What gets pregnant via oral sex and gestates in its brainpan? Why, it's the weasel! Pity the poor weasel-mother, who must give birth through her ears.
Jared
As Anne points out, the greatest source of all ridiculous monsters is Dungeons and Dragons. Like one of his own campaign villains, Gygax opened some eldritch portal to a nightmare realm where animal parts were callously swapped and supernatural powers were distributed wildly, as if by the hand of some chaotic god. If any one creature embodies the chemical-tainted neuroses of the early D&D era, it is the Displacer Beast. A panther. But with tentacles. And it is always six feet to the left of where you think it is. I mean, why not?
China MiƩville's carnivorous giraffes in Un Lun Dun are both sinister and adorable. Having been licked by a giraffe, I can vouch that they're actually quite intimidating creatures. And stinky.
A disconcertingly large portion of my teenage years was spent playing Diablo 2. (Conservatively, I'd say 31%. In second place, 'sleep' with 23%. 'Socialising with actual human beings' barely cracks the top fifty with 1.1%) And I never once figured out the point of Coldworm the Burrower. Coldworm, a bloated Sand Maggot, is a mini-boss in Act II. He's got an army of maggoty minions, but Coldworm itself doesn't do anything. He doesn't attack, he's completely harmless and, once his bodyguardbugs are annhilated, he just sort of sits there and quivers - a big lump of experience.

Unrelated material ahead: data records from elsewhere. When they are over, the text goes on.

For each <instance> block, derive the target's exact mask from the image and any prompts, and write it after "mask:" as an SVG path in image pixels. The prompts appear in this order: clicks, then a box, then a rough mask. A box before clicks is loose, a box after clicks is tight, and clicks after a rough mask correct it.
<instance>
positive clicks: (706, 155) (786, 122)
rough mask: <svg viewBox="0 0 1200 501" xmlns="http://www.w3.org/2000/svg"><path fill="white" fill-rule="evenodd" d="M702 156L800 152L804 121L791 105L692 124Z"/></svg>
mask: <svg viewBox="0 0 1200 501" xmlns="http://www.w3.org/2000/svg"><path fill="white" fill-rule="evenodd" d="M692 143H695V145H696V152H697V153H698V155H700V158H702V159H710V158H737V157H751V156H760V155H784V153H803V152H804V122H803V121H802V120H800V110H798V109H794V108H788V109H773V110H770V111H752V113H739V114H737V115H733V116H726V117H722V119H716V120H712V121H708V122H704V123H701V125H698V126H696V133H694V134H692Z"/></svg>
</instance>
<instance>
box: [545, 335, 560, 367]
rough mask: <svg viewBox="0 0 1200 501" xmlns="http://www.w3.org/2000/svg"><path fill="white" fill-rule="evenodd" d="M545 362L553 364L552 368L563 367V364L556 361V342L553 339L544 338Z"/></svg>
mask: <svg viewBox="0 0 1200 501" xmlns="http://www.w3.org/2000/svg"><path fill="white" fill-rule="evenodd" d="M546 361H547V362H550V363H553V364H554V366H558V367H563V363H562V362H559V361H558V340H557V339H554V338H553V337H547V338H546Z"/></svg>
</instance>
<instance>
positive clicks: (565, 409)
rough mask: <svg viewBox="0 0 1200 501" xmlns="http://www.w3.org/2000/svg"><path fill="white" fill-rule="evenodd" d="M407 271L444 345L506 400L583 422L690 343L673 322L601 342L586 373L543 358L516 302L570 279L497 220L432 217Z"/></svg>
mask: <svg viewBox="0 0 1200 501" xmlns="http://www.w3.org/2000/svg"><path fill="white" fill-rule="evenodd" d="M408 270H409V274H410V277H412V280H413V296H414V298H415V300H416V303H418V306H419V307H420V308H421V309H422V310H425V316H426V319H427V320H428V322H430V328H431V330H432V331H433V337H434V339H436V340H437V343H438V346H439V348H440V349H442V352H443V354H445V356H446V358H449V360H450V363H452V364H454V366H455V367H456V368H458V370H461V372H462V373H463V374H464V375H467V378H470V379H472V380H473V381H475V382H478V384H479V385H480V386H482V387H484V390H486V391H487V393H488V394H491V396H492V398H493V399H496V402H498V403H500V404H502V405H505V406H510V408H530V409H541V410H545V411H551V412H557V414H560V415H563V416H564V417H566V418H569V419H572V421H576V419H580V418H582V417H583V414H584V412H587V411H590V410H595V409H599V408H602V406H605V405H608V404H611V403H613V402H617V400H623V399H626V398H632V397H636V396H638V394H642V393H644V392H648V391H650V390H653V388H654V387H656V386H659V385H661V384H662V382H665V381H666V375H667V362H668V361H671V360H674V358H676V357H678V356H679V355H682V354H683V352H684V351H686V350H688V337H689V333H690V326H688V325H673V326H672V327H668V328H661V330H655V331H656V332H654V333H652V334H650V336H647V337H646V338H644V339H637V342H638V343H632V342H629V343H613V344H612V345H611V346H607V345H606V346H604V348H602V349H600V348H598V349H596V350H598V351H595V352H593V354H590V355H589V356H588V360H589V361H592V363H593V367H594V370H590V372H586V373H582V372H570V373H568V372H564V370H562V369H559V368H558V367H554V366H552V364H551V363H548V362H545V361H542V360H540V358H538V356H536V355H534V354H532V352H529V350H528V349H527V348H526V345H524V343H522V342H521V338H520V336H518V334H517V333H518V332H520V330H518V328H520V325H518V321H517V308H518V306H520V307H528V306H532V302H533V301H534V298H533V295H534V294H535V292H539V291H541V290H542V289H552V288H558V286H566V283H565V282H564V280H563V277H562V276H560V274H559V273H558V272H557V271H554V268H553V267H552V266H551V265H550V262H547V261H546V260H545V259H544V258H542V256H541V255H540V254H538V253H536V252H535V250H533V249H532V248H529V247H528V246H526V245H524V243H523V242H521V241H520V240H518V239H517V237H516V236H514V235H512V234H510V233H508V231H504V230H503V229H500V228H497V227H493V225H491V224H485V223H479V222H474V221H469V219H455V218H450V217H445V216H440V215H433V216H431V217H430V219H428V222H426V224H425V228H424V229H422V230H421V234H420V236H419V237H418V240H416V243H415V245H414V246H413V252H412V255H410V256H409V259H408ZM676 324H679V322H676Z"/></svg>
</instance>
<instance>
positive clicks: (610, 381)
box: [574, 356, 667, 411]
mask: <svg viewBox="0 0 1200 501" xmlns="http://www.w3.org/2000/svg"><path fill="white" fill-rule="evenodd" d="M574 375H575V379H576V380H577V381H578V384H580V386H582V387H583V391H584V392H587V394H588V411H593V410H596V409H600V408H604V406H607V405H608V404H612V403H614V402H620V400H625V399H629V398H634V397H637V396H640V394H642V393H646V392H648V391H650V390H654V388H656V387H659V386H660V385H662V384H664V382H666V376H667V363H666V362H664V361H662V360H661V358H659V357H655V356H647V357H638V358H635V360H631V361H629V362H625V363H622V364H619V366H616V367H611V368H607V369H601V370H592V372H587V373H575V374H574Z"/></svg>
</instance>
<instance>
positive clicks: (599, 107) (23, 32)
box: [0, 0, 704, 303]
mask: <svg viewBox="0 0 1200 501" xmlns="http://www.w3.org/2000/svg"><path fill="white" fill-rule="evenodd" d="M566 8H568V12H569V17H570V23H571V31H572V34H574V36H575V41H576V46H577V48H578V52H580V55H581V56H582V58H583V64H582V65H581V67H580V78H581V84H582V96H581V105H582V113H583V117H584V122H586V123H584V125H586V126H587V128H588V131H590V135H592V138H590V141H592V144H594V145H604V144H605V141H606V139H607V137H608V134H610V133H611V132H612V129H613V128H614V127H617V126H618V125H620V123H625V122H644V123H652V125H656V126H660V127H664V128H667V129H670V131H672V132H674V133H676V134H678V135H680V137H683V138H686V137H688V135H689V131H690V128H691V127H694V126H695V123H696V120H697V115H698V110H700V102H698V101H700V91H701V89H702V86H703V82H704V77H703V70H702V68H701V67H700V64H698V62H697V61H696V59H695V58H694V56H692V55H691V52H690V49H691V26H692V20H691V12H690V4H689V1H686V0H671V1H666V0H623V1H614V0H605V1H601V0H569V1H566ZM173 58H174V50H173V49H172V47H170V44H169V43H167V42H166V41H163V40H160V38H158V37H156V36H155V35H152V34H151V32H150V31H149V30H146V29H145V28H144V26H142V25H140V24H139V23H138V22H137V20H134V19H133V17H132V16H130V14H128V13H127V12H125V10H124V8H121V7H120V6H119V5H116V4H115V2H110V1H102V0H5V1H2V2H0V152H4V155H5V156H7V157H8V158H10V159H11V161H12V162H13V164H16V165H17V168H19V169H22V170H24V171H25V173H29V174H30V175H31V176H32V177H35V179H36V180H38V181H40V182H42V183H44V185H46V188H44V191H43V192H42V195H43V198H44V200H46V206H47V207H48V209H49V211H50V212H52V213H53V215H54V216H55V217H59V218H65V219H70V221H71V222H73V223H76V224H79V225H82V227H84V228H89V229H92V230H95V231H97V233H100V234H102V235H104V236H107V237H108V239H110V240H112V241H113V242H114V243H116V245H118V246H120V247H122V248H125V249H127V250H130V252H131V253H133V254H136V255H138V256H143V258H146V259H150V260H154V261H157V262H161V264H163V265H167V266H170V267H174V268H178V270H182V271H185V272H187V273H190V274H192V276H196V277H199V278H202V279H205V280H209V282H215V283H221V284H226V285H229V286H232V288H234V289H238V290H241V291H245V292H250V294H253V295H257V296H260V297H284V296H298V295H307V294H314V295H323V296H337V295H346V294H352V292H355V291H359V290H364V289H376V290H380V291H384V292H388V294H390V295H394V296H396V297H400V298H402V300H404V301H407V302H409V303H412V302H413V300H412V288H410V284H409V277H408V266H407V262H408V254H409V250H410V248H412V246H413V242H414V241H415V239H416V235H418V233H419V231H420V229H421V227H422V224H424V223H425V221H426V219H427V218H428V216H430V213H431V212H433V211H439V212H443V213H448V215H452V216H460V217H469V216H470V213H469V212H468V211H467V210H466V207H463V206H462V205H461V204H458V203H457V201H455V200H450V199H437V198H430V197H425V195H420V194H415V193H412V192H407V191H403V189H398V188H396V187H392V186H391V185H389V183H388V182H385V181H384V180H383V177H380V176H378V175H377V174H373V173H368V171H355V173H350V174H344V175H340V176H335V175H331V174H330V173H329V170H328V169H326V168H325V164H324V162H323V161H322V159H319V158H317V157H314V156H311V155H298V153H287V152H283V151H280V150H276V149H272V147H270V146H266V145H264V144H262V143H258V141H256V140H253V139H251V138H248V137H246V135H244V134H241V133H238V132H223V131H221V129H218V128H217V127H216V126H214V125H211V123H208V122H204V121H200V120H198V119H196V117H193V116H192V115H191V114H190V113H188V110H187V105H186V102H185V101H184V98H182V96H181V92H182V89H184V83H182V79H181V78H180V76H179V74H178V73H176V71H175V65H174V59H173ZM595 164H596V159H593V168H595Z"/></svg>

Still, when it comes to placidity, it is hard to beat the Necronomicon. It is, of course, a book. THE SCARIEST BOOK IN ALL CREATION. It will summon forth the helldemons of Yuggoth when read. It will ravage the world with tentacled apocalypses when read. It will bring forth mighty Azazoth and his army of gibbering horros when read. You see where I'm going with this, right?
On the slightly more animate side of Lovecraftian monsters, I always thought Shoggoths were his most ridiculous creations - big angry blobs of, er, blob. But as Ian Culbard highlights in his (award-winning) adaptation of At the Mountains of Madness, the real fun is with the giant albino prehistoric cave penguins. Wuk wuk wuk.
How about you? What monsters do you find ridiculous?